Menu

#108 Structure of HTML not respected in output

1.6
closed-fixed
None
6
2006-02-22
2005-11-23
No

1.6 RC3
The structure of an HTML (newlines) is not respected
in the output file. It was working in 145 04 and
later, I don't know when it started to be broken
again.

I have included an example of an initial HTML file,
and the result produced by "Create target documents".

Discussion

1 2 > >> (Page 1 of 2)
  • Didier Briel

    Didier Briel - 2005-11-23

    Source and target HTML file

     
  • Jean-Christophe Helary

    Logged In: YES
    user_id=915082

    From what I have seen it looks like some extra spaces and line breaks are eaten
    in the compile process.

    Is there any other modified part ?

    JC

     
  • Didier Briel

    Didier Briel - 2005-11-23

    Logged In: YES
    user_id=1343245

    >Is there any other modified part ?
    No, as far as I've seen, that's it.
    But, in this particular case, a sufficient reason for me
    to not use OmegaT.

    And it's always annoying to have a regression.

     
  • Jean-Christophe Helary

    Logged In: YES
    user_id=915082

    Didier,

    I am not questionning your request :) I think you are totally right expecting
    OmT to not modify the code.

    I think the 1.4.6 beta I used in July did not have this behavior.

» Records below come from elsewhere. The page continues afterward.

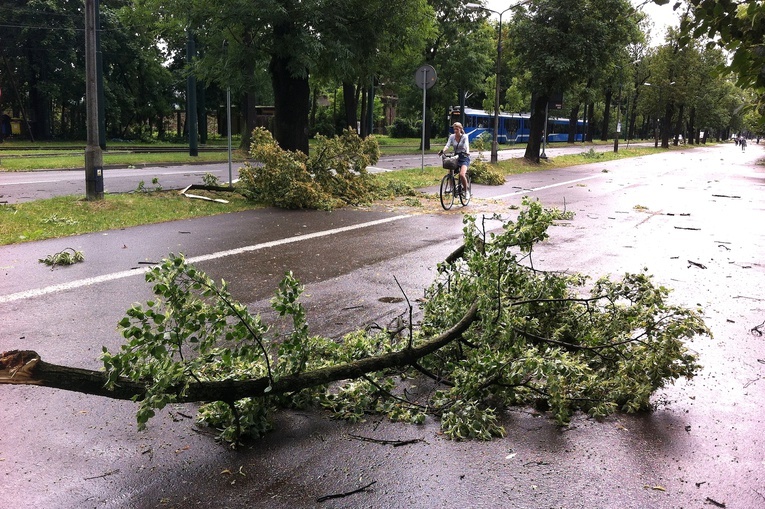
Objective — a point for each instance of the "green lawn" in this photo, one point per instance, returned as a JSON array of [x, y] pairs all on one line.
[[72, 215]]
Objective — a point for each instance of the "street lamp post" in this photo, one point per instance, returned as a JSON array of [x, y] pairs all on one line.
[[499, 62]]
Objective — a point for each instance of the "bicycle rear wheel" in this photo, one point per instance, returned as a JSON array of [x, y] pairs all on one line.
[[466, 197], [447, 191]]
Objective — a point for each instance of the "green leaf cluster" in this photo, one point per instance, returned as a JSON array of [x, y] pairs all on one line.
[[556, 341], [334, 175]]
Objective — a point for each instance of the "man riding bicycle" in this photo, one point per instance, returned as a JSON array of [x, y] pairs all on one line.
[[459, 141]]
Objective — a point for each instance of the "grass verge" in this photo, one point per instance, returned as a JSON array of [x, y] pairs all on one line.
[[72, 215]]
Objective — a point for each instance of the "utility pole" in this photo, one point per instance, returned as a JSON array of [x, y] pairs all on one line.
[[191, 97], [94, 162]]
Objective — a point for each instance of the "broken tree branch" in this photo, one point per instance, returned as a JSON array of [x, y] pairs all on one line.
[[27, 368]]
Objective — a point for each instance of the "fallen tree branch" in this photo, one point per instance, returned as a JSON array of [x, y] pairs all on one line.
[[27, 368], [341, 495]]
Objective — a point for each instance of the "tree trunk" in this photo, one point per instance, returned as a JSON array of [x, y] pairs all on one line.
[[573, 124], [679, 125], [590, 124], [26, 368], [350, 103], [606, 116], [536, 127], [291, 105], [666, 123]]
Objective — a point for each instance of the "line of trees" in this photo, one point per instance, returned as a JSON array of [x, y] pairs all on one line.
[[328, 64]]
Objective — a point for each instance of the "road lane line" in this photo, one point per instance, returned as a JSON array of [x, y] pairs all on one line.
[[28, 294], [526, 191]]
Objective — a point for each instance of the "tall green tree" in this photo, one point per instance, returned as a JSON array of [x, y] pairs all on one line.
[[564, 41]]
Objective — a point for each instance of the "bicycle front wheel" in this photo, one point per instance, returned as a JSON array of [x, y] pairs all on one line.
[[447, 191], [467, 194]]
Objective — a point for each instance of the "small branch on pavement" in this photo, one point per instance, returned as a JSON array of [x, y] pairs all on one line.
[[341, 495], [394, 443]]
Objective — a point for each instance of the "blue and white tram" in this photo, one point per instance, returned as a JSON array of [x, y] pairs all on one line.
[[513, 127]]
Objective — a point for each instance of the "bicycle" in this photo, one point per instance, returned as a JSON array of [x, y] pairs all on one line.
[[451, 187]]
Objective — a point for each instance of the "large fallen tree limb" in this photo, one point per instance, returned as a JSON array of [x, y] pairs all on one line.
[[27, 368]]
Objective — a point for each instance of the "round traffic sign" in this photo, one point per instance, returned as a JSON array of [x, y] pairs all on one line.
[[425, 76]]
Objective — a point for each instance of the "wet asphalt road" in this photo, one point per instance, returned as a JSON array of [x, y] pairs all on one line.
[[19, 187], [702, 447]]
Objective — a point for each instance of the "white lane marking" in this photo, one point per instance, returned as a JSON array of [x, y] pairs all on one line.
[[126, 174], [28, 294], [526, 191]]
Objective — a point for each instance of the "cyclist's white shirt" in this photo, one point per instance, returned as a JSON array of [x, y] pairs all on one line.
[[459, 146]]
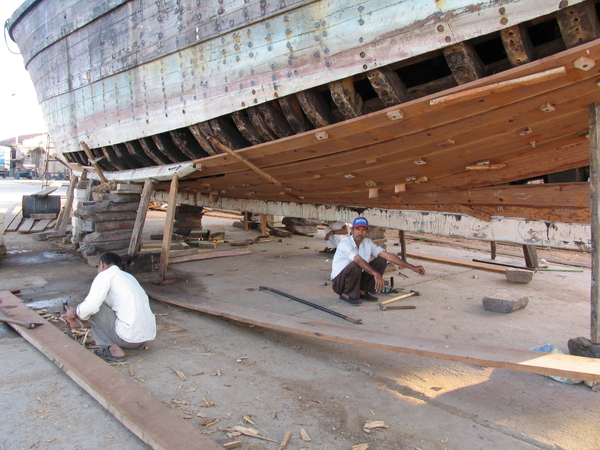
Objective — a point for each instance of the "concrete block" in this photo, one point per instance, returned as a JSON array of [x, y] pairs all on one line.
[[519, 275], [504, 306]]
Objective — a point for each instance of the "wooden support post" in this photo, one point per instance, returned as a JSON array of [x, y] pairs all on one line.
[[90, 156], [61, 227], [531, 260], [263, 224], [256, 169], [595, 219], [168, 232], [402, 239], [140, 218]]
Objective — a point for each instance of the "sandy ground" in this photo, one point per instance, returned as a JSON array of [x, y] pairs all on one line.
[[282, 382]]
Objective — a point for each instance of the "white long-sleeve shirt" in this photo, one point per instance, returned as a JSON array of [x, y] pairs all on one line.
[[347, 251], [123, 294]]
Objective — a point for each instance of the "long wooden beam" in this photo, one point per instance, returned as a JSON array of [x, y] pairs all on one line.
[[513, 359], [142, 414], [595, 215]]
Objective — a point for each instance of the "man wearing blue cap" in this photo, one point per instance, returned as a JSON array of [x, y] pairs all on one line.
[[354, 276]]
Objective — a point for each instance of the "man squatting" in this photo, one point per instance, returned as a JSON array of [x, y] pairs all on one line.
[[117, 309], [353, 276]]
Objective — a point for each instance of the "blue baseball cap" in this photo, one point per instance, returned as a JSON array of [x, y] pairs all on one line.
[[360, 222]]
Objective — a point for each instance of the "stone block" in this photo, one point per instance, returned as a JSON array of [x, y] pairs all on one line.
[[504, 306]]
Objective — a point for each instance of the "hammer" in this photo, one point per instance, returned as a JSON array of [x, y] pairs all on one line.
[[20, 322], [395, 299]]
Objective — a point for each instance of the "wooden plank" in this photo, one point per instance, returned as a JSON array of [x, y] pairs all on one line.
[[65, 217], [40, 225], [26, 226], [293, 113], [388, 86], [245, 126], [168, 230], [464, 63], [201, 139], [578, 24], [261, 127], [456, 262], [517, 44], [140, 218], [44, 192], [146, 417], [486, 356], [15, 223], [595, 220], [211, 255], [315, 108], [348, 101], [275, 120], [251, 165], [226, 133]]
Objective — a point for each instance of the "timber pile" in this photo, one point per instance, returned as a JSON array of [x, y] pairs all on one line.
[[109, 220]]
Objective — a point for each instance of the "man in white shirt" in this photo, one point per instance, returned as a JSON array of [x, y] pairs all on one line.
[[118, 310], [353, 273], [334, 233]]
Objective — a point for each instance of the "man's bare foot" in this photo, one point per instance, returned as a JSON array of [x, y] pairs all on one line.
[[116, 351]]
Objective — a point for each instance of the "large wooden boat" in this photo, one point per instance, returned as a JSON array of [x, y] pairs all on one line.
[[386, 106]]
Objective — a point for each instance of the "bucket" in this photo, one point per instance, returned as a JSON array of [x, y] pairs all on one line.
[[41, 205]]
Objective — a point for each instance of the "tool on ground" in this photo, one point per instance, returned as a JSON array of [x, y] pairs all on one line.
[[383, 308], [314, 305], [65, 307], [400, 297], [20, 322]]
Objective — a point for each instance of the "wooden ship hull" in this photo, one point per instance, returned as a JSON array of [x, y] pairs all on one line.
[[326, 109]]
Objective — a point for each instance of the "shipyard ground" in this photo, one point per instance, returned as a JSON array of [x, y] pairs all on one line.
[[284, 382]]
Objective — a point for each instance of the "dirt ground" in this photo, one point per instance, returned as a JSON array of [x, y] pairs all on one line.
[[277, 382]]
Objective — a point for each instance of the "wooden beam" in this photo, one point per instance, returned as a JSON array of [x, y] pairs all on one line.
[[578, 23], [256, 169], [146, 417], [348, 101], [517, 45], [90, 156], [464, 63], [65, 215], [595, 220], [168, 231], [140, 218], [388, 86], [486, 356]]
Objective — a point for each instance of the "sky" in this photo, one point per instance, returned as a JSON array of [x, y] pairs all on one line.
[[20, 112]]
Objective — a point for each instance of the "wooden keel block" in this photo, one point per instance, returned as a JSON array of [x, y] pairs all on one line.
[[519, 275], [583, 63], [504, 306]]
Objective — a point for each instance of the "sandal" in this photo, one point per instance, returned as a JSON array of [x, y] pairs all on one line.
[[104, 353], [369, 297]]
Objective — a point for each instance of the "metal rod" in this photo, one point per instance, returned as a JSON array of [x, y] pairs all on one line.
[[314, 305]]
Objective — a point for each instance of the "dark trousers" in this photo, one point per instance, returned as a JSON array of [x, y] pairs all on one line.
[[350, 281]]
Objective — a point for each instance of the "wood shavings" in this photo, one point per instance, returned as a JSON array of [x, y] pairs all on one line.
[[304, 435], [210, 422], [286, 440], [208, 403], [373, 424], [179, 373], [251, 432]]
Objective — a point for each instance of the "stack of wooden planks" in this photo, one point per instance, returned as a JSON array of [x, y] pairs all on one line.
[[112, 218], [35, 223]]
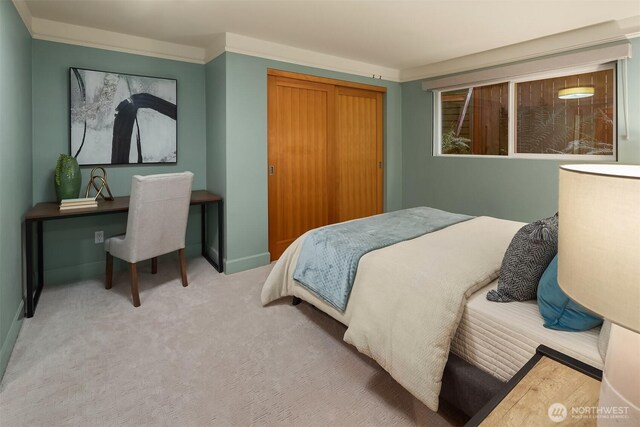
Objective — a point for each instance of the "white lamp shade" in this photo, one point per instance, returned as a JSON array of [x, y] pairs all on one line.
[[599, 240]]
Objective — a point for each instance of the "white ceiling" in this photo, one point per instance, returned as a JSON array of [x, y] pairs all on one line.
[[394, 34]]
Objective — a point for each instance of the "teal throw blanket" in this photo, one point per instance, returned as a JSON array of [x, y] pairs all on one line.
[[329, 257]]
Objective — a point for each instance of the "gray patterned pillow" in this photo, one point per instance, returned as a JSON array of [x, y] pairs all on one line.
[[527, 257]]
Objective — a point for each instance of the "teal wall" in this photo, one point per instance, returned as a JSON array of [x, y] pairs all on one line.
[[515, 189], [70, 251], [246, 153], [215, 78], [15, 169]]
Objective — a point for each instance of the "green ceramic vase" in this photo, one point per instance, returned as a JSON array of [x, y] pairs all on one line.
[[67, 179]]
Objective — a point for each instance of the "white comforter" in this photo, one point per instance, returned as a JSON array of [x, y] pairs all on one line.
[[407, 298]]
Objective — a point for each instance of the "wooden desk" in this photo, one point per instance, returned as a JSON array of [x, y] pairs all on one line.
[[550, 384], [48, 211]]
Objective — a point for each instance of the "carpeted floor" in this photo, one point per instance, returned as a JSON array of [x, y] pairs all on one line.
[[208, 354]]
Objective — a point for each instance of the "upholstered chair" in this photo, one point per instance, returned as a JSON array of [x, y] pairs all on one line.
[[156, 225]]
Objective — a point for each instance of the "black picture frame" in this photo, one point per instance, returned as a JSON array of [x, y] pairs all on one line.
[[122, 119]]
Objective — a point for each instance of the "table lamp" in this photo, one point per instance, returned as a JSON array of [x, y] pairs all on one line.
[[599, 267]]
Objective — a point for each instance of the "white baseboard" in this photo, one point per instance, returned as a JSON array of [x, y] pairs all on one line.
[[246, 263], [10, 339]]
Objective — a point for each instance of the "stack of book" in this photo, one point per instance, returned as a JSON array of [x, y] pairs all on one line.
[[82, 203]]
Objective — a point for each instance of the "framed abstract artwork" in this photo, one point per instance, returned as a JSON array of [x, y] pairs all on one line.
[[118, 119]]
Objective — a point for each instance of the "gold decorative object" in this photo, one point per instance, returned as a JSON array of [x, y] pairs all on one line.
[[102, 180]]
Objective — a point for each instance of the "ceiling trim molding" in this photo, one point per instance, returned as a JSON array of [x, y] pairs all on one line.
[[216, 47], [580, 38], [278, 52], [43, 29], [24, 12]]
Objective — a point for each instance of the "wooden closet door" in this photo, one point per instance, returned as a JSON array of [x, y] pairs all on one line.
[[358, 154], [300, 126]]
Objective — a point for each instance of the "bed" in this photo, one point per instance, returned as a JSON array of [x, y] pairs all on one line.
[[414, 301]]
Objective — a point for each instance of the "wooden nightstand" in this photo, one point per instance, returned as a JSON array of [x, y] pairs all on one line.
[[551, 389]]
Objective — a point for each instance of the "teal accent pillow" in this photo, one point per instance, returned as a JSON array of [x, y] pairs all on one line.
[[558, 310]]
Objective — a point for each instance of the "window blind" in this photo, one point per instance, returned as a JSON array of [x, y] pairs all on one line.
[[594, 56]]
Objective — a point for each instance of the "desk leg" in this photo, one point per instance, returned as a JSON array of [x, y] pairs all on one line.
[[33, 295], [220, 236], [29, 307], [40, 265], [203, 235], [203, 231]]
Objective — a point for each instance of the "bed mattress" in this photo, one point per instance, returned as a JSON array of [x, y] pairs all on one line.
[[500, 338]]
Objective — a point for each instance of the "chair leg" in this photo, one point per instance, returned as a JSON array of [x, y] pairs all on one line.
[[183, 267], [109, 274], [134, 284]]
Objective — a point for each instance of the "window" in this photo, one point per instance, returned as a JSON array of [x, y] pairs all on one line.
[[555, 115]]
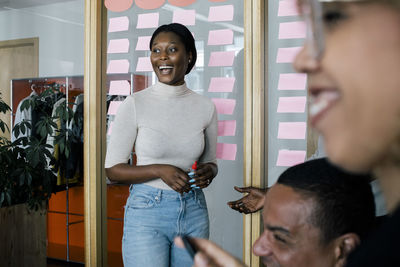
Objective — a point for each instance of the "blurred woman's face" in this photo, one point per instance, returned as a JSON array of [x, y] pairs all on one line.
[[169, 58], [355, 86]]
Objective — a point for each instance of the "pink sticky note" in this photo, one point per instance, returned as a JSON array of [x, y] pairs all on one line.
[[149, 20], [109, 131], [221, 59], [292, 30], [113, 108], [288, 158], [295, 104], [184, 16], [144, 64], [292, 130], [221, 84], [226, 151], [292, 81], [118, 46], [118, 24], [221, 13], [118, 66], [224, 106], [143, 43], [220, 37], [226, 128], [287, 8], [287, 55], [121, 87]]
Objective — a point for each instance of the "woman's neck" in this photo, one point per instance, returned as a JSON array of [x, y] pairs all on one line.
[[388, 175]]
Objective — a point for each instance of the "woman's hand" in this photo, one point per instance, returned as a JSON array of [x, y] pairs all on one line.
[[209, 254], [252, 202], [174, 177], [205, 173]]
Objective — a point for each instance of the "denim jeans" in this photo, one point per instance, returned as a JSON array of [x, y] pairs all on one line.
[[153, 217]]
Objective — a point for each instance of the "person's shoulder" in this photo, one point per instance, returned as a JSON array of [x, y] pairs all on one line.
[[381, 247]]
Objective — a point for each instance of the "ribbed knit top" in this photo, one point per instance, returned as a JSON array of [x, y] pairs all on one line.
[[166, 125]]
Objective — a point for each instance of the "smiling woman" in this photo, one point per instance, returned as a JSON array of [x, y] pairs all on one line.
[[170, 128]]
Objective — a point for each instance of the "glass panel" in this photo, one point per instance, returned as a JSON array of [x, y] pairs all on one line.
[[287, 116], [217, 27], [41, 51]]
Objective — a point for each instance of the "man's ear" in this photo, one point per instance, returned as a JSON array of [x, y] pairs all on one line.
[[344, 245]]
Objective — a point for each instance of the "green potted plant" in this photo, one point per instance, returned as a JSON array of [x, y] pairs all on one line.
[[28, 174]]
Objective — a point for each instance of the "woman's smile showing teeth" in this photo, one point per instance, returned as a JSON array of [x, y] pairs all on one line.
[[169, 58], [321, 101], [165, 69]]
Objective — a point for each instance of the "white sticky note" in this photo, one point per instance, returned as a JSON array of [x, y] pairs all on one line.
[[292, 30], [118, 66], [120, 87], [287, 8], [221, 59], [292, 130], [287, 55], [292, 81], [227, 128], [118, 46], [221, 13], [221, 84], [148, 20], [118, 24], [296, 104], [184, 16], [224, 106], [143, 43], [220, 37], [288, 158], [144, 64], [109, 130]]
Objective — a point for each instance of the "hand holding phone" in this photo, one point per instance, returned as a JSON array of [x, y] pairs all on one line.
[[189, 246]]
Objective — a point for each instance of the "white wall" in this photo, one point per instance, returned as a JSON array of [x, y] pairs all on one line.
[[60, 28]]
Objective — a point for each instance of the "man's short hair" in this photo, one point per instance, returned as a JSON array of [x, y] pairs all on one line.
[[344, 201]]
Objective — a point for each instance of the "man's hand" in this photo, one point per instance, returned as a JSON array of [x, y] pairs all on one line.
[[252, 202], [209, 254]]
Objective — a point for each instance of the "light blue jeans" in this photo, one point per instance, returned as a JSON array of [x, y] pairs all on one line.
[[153, 217]]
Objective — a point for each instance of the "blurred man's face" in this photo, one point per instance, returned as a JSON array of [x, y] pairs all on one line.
[[289, 238]]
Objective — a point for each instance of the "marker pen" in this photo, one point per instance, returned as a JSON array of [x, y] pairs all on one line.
[[192, 174]]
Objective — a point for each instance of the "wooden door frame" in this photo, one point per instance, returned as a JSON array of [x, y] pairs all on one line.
[[95, 132], [254, 114]]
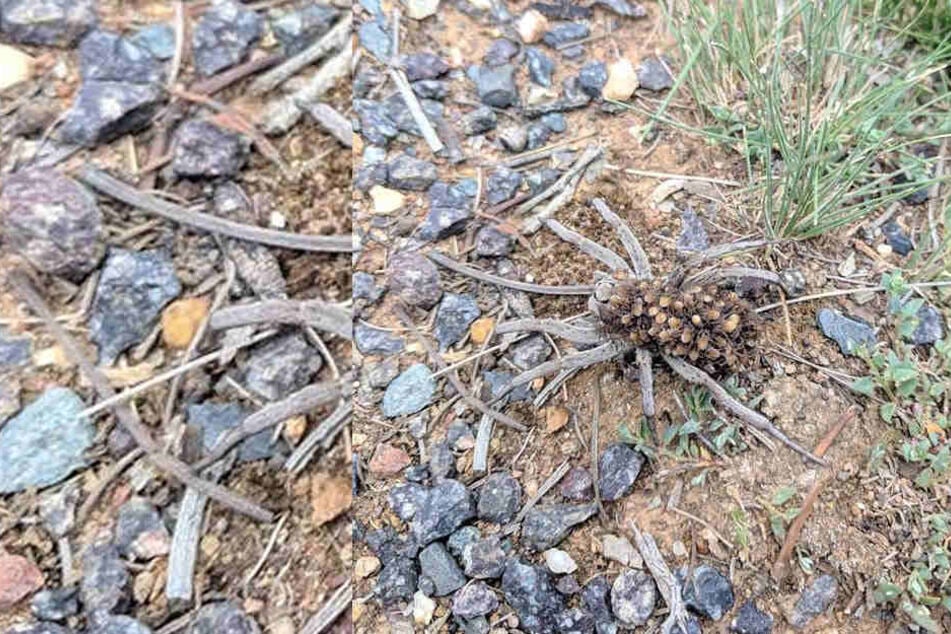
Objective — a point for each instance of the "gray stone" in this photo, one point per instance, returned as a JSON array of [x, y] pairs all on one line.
[[814, 600], [52, 221], [410, 173], [438, 567], [107, 56], [492, 243], [478, 121], [371, 340], [222, 617], [298, 29], [105, 110], [224, 36], [929, 330], [751, 620], [453, 318], [633, 596], [540, 66], [45, 442], [215, 419], [415, 279], [618, 468], [410, 392], [447, 507], [496, 86], [104, 586], [500, 497], [56, 604], [140, 532], [47, 22], [204, 150], [530, 591], [545, 527], [652, 74], [565, 32], [847, 332], [707, 592], [693, 235], [502, 184], [276, 368], [475, 599]]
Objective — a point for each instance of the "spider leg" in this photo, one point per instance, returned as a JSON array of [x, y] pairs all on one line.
[[748, 416]]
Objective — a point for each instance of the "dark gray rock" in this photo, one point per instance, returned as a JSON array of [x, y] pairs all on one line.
[[104, 586], [478, 121], [500, 497], [496, 86], [140, 532], [652, 74], [530, 352], [707, 592], [224, 36], [105, 110], [577, 485], [107, 56], [424, 65], [415, 279], [633, 596], [847, 332], [215, 419], [204, 150], [751, 620], [410, 173], [475, 599], [545, 526], [693, 235], [540, 66], [492, 243], [371, 340], [298, 29], [52, 221], [222, 617], [814, 600], [47, 22], [438, 569], [276, 368], [565, 32], [502, 184], [929, 330], [530, 591], [448, 506], [484, 558], [410, 392], [618, 468], [45, 442], [57, 604]]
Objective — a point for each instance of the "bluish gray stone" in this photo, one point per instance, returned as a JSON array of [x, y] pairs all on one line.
[[105, 110], [224, 36], [410, 392], [45, 442], [47, 22], [847, 332], [453, 318]]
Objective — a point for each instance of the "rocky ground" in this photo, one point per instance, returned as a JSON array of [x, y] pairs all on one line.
[[462, 525], [185, 255]]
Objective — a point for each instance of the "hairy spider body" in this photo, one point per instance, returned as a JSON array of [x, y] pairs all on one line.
[[708, 325]]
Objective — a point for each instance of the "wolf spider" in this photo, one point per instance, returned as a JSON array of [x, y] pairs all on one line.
[[600, 345]]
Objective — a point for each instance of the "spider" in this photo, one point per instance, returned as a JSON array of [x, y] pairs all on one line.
[[599, 340]]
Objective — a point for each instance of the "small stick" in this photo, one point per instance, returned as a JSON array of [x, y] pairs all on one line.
[[452, 265], [127, 418], [312, 312], [129, 195]]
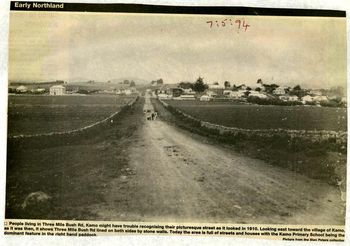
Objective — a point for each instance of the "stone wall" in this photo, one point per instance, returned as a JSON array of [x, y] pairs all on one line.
[[337, 137]]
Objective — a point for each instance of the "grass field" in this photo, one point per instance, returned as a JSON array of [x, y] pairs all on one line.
[[265, 116], [74, 169], [42, 114], [320, 161]]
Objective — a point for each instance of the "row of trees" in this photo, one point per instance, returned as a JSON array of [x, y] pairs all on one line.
[[197, 86]]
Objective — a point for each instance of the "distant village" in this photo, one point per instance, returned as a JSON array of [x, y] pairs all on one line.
[[60, 87], [261, 93]]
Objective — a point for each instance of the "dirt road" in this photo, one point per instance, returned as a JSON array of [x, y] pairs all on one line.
[[175, 176]]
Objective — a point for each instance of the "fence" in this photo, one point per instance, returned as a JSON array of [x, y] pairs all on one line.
[[314, 136], [109, 118]]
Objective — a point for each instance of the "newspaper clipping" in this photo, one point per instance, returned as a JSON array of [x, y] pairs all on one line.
[[170, 120]]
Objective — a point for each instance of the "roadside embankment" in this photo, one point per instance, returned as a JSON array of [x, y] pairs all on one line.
[[317, 154]]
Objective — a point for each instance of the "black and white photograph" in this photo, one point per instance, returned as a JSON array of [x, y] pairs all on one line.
[[203, 117]]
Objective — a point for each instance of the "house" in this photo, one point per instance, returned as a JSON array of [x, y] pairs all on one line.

    I just meant to have a confirmation of what I have only visually checked.

    JC

     
  • Didier Briel

    Didier Briel - 2005-11-23

    Logged In: YES
    user_id=1343245

    >I think the 1.4.6 beta I used in July did not have this
    >behavior.
    Yes, it was still OK the week-end between July and August.
    I know, because I used it on a "last minute" job.
    But I don't remember exactly the version, that's why I
    haven't mentioned it.

     
  • Maxym Mykhalchuk

    • assigned_to: nobody --> mihmax
    • status: open --> open-accepted
     
  • Maxym Mykhalchuk

    Logged In: YES
    user_id=488500

    Let's consider this example:
    == in HTML
    <title>
    this string will have
    compressed space
    </title>
    == in OmegaT currently
    this string will have compressed space
    ==

    It is wrong to:
    1. remove newlines/other space before & after the meaningful
    text?
    2. compress space inside a segment?

     
  • Jean-Christophe Helary

    Logged In: YES
    user_id=915082

    If I am not wrong, the example you show is not exactly what Didier had in mind,
    still, my answer is:

    1) white space within a translatable segment should be left as is and the
    translator should decide whether it keeps it or not.

    2) white space within the code should be kept as is since the author may have
    tools that work on the html structure and depend on the html being formatted a
    specific way.

     
  • Didier Briel

    Didier Briel - 2005-11-30

    Logged In: YES
    user_id=1343245

    I agree with JC:
    "white space within a translatable segment should be left
    as is and the translator should decide whether it keeps it
    or not."
    Of course. Let's take the American habit, for instance, of
    putting 2 spaces after a dot. E.g.,
    First sentence. Second sentence.

    Will you remove the extra space?

    "white space within the code should be kept as is since the
    author may have tools that work on the html structure and
    depend on the html being formatted a specific way."
    The code can even be layout out in a specific way because
    of human maintenance.
    If the client gives me a code such as
    <a href="xxxx"
    alt="ddd"
    title="fff">
    The visible test</a>
    I see no reasons to give him back everything compressed on
    a single line.

    The example you gave
    <title>
    The title here
    </title>
    is also a classic one.

     
  • Maxym Mykhalchuk

    Logged In: YES
    user_id=488500

    JC,
    2) is already there, HTML filter respects the non-text HTML
    portions as much as it can...

    1) it will be so ugly :-(

     
  • Jean-Christophe Helary

    Logged In: YES
    user_id=915082

    :)

    Well, about 2) the project Didier uploaded seems to have problems, I tested it
    and would not have been satisfied with the output.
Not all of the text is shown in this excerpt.